季容锁骨间的咬痕还没有完全消失,不太清晰的牙印是他给他的相父盖的章。
已经过了几天,咬痕似乎快要消失,男人若有所思地看着。
热气蒸腾在两人之间,给视线也蒙上了一层白雾。
季容缩在浴桶中,双手挡在身前,作用却是微乎其微,只能给自己带来一些心理安慰。
脚踝和手腕上都还被锁链锁住,而这种时候,他的思绪还能跑偏:倒真有一种金屋藏娇的感……
突然间,季容警惕地抬头,视线仍是一片黑暗,但他敏锐地感觉到了男人在向他逼近。
下一刻,他的下巴被掐住,往上一抬,随后锁骨间骤然一痛,男人尖锐的牙齿咬进了他的皮肉,痛意从那处被咬的地方扩散开,而伴随着痛意而来的,便是男人身上的那股冷冽香。
他“嘶”了一声,感受到男人的牙齿离开了他的锁骨,而后淡淡的血味传进了他的鼻尖,他察觉到锁骨在冒出血珠,并在一滴滴的往下流淌。
血珠从牙印处冒出,流过季容不带一丝赘肉的腰腹,顺着流畅的线条往下,最后浸入水中,被稀释不见。
祁照玄俯身,在咬痕处将血珠舔舐,引起了季容的一阵战栗。
他愉悦地感受着季容的发抖。
强烈得无法忽视的视线一寸寸侵略,本应极度羞耻,季容却发现自己有点起了反应。
澄澈的水面遮不住任何东西,季容听见了祁照玄的轻笑。
季容全身都快炸起来了,恼羞成怒般地再次往外泼水。
“朕帮相父沐浴。”
“不要。”
祁照玄笑了一声,端详着眼前的人。
明明冷着脸在说话,但因为脸颊羞耻得泛红,而变得愈发可爱。
祁照玄的手拨了拨水面,不听不管季容的拒绝。
在绝对的力量面前无论怎么据理力争都最终会无济于事。
季容被迫在男人的帮助下沐浴完后,又被仔细擦干身上的水珠,最后只着了一件单薄的亵衣,被男人抱回了床榻。

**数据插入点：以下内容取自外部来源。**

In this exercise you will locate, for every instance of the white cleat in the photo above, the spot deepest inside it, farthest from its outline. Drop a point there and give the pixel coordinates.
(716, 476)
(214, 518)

身上好歹是有了一件遮蔽的衣物,季容终于抬手摘下了丝缎。
久久处于黑暗之中的眼睛骤然接触到殿中明亮的烛光,顿时被晃了一下,但立马又被一双大手挡住了。
缓了一会儿后,季容睁开了眼睛。
祁照玄感受到手心里的睫毛一闪一闪,弄得他的手心发痒。
某个地方难遏的感觉越发强烈,也使得他愈发难受。